4 Veggies You Can Mash That Are Way More Exciting Than Potatoes October 12, 2017
Step aside, ‘taters. There’s some new veggies in town that are taking the mashed side dish world by storm.
We set out on a mission to create a recipe for healthy mashed potatoes that taste just like the tried-and-true dish we know and love (all too well). But soon enough, we realized that the key was in scrapping the potatoes altogether. Scandalous, we know. But don’t knock ’em ’till you try ’em.
Added bonus: if you’re intimidated by some of the more funky-looking veggies — you know, the hefty ones with intimidating tough skins and rough stems — mashing the heck out of them is a GREAT way to conquer the fear. This way, when you look at a parsnip, celeriac, or butternut squash, you won’t see this…
1. Celeriac Mash
Celeriac may look wonky on the outside, but don’t let that scare you! The root veggie, which is also known as celery root, is surprisingly simple to work with. And the best part is that its texture mimics the creaminess of potatoes when mashed.
Ingredients:
- 1 Medium Celeriac
- 2 1/2 Tablespoons Unsalted Butter (about 1/3 stick)
- Salt and Pepper
Instructions:
- Peel celeriac and cut into chunks.
- Place in a saucepan, cover with water, and season with salt.
- Bring to a boil and simmer until you can easily pierce celeriac chunks with a fork, 15-20 minutes.
- Drain, return celeriac to pan, and add butter. Mash until smooth, then season to taste with salt and pepper.
2. Cauliflower Mash
With a sweet and slightly bitter flavor, cauliflower (aka “cabbage flower”) is often overshadowed by its colorful and more commonly known counterpart: broccoli. But not anymore! We’re celebrating the unsung hero of the veggie world in the form of a creamy and garlicky mash that’ll leave even the pickiest of eaters with a clean plate — especially when it comes alongside sweet apple pork tenderloin and roasted snap peas.
Ingredients:
- 3 Tablespoons Unsalted Butter
- 1 Head Cauliflower, chopped into small florets
- 4 Cloves Garlic, peeled and crushed
- 2 Cups Water
- Salt and Pepper
Instructions:
- Melt butter in a pot over medium-high heat. Add cauliflower and garlic and cook, stirring often, until slightly tender, about 5 minutes.
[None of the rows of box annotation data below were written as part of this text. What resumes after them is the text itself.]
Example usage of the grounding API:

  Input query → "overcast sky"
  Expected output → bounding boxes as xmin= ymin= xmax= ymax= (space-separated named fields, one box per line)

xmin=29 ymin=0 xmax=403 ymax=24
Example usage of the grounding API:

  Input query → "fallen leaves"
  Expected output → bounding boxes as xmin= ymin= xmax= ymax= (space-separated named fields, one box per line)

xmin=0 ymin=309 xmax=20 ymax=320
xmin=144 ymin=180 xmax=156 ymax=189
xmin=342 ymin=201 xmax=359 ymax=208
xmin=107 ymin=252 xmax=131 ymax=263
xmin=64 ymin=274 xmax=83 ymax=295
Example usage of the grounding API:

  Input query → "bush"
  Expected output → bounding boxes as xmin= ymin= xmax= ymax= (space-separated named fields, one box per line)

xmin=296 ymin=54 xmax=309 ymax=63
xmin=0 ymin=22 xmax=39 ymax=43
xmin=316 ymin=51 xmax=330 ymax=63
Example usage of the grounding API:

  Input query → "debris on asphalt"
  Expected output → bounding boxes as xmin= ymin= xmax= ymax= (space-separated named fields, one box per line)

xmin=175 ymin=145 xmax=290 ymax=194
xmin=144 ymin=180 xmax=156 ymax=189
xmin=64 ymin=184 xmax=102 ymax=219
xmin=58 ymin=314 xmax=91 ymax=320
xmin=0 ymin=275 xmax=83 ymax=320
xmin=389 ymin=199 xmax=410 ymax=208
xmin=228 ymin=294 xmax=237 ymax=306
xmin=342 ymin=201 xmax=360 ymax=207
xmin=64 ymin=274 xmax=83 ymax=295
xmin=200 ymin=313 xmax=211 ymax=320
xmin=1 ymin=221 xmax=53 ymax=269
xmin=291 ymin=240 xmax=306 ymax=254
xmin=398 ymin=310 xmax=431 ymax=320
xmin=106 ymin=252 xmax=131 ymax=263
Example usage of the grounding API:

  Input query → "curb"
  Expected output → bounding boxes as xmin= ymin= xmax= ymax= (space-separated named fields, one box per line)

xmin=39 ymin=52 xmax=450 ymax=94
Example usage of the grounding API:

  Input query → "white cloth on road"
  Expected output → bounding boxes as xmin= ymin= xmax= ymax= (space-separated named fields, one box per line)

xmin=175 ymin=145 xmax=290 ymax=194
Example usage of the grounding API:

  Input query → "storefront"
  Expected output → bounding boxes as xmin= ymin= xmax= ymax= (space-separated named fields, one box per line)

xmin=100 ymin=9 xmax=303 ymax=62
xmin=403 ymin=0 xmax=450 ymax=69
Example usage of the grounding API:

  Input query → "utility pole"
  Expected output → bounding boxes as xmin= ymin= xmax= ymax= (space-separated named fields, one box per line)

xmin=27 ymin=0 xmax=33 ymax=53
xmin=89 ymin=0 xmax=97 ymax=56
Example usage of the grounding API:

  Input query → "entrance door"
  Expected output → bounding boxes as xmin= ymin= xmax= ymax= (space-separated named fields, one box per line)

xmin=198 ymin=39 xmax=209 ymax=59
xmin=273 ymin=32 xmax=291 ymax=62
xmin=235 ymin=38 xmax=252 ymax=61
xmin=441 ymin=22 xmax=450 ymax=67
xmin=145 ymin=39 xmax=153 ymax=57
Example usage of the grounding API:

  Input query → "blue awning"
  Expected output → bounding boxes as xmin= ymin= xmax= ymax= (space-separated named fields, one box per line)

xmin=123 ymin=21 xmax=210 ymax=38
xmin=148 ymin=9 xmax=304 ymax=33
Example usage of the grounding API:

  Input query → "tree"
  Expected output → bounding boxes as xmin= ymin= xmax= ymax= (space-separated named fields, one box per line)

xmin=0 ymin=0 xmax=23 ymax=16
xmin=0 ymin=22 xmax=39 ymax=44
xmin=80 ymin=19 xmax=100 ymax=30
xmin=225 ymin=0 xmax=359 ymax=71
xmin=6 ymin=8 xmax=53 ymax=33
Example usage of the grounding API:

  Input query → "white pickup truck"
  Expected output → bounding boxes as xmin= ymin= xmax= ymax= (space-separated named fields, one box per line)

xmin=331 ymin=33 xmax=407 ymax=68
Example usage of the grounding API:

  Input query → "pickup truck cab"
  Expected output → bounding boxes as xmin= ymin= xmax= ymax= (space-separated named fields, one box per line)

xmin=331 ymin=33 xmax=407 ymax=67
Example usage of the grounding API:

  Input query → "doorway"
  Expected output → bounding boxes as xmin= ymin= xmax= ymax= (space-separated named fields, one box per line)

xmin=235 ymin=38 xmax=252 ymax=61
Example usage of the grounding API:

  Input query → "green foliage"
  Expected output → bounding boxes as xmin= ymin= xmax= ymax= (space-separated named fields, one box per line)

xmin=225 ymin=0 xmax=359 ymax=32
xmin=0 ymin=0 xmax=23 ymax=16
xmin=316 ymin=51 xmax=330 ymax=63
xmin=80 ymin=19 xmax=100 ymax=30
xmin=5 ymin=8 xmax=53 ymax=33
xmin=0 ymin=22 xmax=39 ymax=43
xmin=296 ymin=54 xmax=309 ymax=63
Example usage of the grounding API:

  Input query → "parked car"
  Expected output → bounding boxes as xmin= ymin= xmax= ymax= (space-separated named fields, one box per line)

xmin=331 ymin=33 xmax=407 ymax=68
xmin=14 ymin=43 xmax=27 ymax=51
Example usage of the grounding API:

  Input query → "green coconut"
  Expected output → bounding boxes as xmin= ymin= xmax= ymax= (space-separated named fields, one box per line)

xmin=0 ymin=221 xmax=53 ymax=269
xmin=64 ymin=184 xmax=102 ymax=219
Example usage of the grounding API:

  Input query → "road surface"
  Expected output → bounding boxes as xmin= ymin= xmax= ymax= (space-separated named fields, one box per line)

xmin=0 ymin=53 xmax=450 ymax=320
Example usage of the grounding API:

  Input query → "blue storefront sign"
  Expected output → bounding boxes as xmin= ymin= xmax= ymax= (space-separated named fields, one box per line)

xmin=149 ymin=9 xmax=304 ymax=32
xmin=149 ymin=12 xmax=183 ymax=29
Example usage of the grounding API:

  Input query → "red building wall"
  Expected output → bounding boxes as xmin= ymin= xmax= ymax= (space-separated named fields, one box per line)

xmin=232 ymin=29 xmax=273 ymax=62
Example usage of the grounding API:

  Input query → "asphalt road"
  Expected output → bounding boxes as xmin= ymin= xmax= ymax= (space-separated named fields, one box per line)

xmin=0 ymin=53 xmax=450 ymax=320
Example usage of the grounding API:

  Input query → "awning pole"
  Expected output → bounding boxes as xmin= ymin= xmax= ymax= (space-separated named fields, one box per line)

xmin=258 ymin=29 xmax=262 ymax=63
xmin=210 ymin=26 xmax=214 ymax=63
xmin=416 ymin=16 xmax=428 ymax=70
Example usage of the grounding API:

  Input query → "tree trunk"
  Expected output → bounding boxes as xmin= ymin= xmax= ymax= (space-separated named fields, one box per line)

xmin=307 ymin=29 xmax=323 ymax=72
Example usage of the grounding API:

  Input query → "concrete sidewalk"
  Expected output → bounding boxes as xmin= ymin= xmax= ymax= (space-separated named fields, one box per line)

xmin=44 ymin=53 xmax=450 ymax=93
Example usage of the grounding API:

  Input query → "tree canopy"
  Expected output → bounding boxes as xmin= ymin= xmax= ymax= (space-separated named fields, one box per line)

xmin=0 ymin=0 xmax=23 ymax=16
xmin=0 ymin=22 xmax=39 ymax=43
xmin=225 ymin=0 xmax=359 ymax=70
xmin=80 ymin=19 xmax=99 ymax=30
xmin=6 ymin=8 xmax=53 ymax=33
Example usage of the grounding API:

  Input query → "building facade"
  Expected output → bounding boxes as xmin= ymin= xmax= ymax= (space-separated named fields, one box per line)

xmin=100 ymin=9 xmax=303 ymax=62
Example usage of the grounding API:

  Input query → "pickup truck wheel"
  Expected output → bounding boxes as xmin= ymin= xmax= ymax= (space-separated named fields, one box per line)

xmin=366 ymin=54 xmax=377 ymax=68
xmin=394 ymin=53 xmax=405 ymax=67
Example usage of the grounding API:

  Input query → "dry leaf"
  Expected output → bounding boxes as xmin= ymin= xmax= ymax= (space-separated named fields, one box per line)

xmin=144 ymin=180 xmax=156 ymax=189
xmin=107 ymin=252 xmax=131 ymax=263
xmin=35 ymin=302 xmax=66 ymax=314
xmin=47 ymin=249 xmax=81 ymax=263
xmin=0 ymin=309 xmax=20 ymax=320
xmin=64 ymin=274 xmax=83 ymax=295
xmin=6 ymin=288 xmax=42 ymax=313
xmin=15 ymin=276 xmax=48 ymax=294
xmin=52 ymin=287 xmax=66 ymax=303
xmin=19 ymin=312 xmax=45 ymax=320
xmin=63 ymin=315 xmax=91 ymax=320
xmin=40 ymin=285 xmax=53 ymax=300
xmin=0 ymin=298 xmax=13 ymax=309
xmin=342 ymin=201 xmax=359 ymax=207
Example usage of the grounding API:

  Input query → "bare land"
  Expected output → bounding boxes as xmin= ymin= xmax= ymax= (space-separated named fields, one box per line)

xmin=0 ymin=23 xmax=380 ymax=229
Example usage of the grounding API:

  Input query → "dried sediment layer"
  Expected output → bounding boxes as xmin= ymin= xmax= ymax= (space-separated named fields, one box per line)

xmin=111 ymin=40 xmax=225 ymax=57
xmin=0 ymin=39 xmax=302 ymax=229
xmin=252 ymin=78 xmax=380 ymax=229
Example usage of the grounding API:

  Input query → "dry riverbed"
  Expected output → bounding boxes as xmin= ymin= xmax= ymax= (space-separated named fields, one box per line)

- Add water and bring to a boil. Cover and cook until you can easily pierce cauliflower florets with a fork, 8-10 minutes.
- Drain most (but not all) of the water — you’ll want about 1/4 cup remaining.
- Mash until smooth and season to taste with salt and pepper.
3. Carrot Mash
These bright orange beauties are renowned for their high concentration of the antioxidant beta carotene, in addition to Vitamin A. Together, the two help maintain healthy skin and eye health, so don’t be shy when reaching for seconds of this carrot ginger mash.
Ingredients:
- 15 Large Carrots (about 2 pounds), peeled and cut into small chunks
- 4 Tablespoons Unsalted Butter
- 2 Teaspoons Ginger
- 1/2 Cup Chicken or Veggie Stock
- Salt and Pepper
Instructions:
- Bring a large pot of water to a boil. Once boiling, add carrots and cook until you can easily pierce chunks with a fork, 15-20 minutes.
- Drain, then return carrots to pot. Add ginger, butter, and stock. Mash until smooth.
- Season to taste with salt and pepper.
4. Butternut Squash Mash
Squash any and all fears you have about cooking with butternut squash (or any other squash) by… mashing it! The result? A creamy and sweet, autumnal dream come true.
Ingredients:
- 2 Tablespoons Olive Oil
- 1 Large Butternut Squash, peeled, seeded, and cut into chunks
- 3 Tablespoons Unsalted Butter
- 1/4 Teaspoon Ground Cinnamon, optional
- Salt and Pepper
Instructions:
- Heat oil in a large saucepan over medium-high heat. Add squash.
- Cover and cook, stirring often, until squash is slightly tender, about 10 minutes.
- Add 1 cup water, cover, and simmer until squash is tender and water has evaporated, about 20 minutes.
- Add butter and cinnamon, then mash until smooth. Season to taste with salt and pepper.